Israel, which saw him as a terrorist, has talked of a new chance for peace.
Arafat, who dominated his people's struggle for 40 years, died aged 75 of multiple organ failure at 0330 (0230 GMT) yesterday.
He had been admitted to the hospital after arriving from the West Bank on October 29 as doctors struggled to diagnose his illness.
On the day of his death, hospital officials would still not give the cause of his ailment, citing strict French medical privacy law.
Many world leaders have paid tribute to a man whom Russian President Vladimir Putin described as a "great political leader of international significance" while Washington merely noted that his death was "significant".
Palestinian policemen guarding the compound in Ramallah, where Israel kept Arafat a virtual prisoner for two-and-a-half years, could not hold back tears. Some men gripped each other's hands or hugged each other.

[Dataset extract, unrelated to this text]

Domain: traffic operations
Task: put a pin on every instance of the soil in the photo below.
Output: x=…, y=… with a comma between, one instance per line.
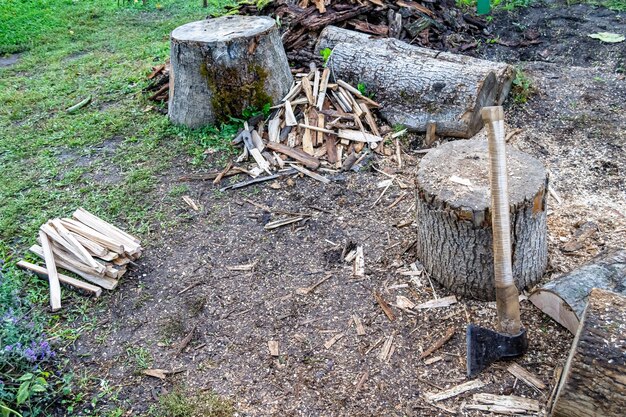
x=185, y=281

In Gaza City, thousands of distraught people crowded the streets to express their grief, as gunmen let off volley after volley of fire.

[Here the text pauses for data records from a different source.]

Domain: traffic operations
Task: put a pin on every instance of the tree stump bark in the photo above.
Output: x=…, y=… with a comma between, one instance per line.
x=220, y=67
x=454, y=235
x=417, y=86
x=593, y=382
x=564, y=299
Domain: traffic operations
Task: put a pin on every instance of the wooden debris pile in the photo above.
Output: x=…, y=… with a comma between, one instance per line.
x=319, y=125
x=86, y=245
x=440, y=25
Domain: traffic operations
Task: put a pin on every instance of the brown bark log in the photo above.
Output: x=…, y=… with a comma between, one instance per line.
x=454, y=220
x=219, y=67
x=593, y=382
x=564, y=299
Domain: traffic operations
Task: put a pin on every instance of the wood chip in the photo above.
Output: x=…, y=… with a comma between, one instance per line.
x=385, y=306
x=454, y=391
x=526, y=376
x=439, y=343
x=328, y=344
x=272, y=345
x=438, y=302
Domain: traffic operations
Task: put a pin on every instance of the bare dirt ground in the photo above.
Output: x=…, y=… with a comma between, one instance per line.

Tyres were set alight, sending up plumes of black smoke and loudspeakers relayed Koranic verses or broadcast famous quotations from Arafat.

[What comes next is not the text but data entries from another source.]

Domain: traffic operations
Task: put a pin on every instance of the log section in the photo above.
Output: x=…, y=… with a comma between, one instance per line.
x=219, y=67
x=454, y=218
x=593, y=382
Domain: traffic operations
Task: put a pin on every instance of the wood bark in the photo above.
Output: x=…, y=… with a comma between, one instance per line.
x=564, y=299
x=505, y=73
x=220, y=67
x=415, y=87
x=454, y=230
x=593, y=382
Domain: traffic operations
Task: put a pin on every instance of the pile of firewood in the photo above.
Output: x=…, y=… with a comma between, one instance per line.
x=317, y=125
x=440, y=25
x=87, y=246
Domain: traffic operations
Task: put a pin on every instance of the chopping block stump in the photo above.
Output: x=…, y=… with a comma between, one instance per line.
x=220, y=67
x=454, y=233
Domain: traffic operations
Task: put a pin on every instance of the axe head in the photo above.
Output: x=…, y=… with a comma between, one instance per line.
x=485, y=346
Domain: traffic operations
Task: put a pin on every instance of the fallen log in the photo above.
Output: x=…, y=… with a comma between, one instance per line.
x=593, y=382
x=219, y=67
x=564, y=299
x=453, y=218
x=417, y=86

A woman in Ramallah, who called Arafat the "teacher and father" of Palestinians, told the British Broadcasting Corporation (BBC) that the death had robbed her people of hope.
"I think that we will die or we will lose Palestine... There is no hope," she said.
Some militants accused Israel of causing his death and a leader of Al-Aqsa Martyrs Brigades, Raid al-Aidi, swore to avenge it: "We hold Israel fully responsible for the assassination of our mentor and father... It was caused by the siege imposed on him."
Camps in Lebanon - home to some 400,000 Palestinian refugees - also declared 40 days of mourning and convoys of gunmen fired in the air as they drove around.
However, the outpouring of anger some had predicted would follow Arafat's death is for now largely absent and many talk of him more as a national symbol than a political player.
Israel sealed off the West Bank as a security precaution and strengthened security at Jewish settlements.
But Prime Minister Ariel Sharon spoke of a "turning point" for peace if the new Palestinian leadership rejected terrorism.
Arafat's powers are being divided among his officials, with Mahmoud Abbas elected head of the Palestine Liberation Organisation (PLO) and Rawhi Fattuh sworn in as acting president of the Palestinian Authority.
Mohammed Dahlan, the influential former Gaza security chief, said the hand-over showed that Palestinian leaders were "carrying on with their duties in a democratic and smooth manner".
Today's funeral will be held at a mosque near Cairo's international airport, from where a helicopter will then transfer the coffin to Ramallah.
Among the few non-Moslem heads of state or government expected to attend the funeral are President Mbeki and Swedish Prime Minister Goran Persson.
Other countries such as the United Kingdom (UK) are sending their foreign ministers.
Bulldozers have been clearing a space at Arafat's compound in Ramallah for his grave.
Officials say Arafat may be interred in a stone coffin so that one day his body can be moved to Jerusalem where Palestinians hope to have the capital of a future independent state.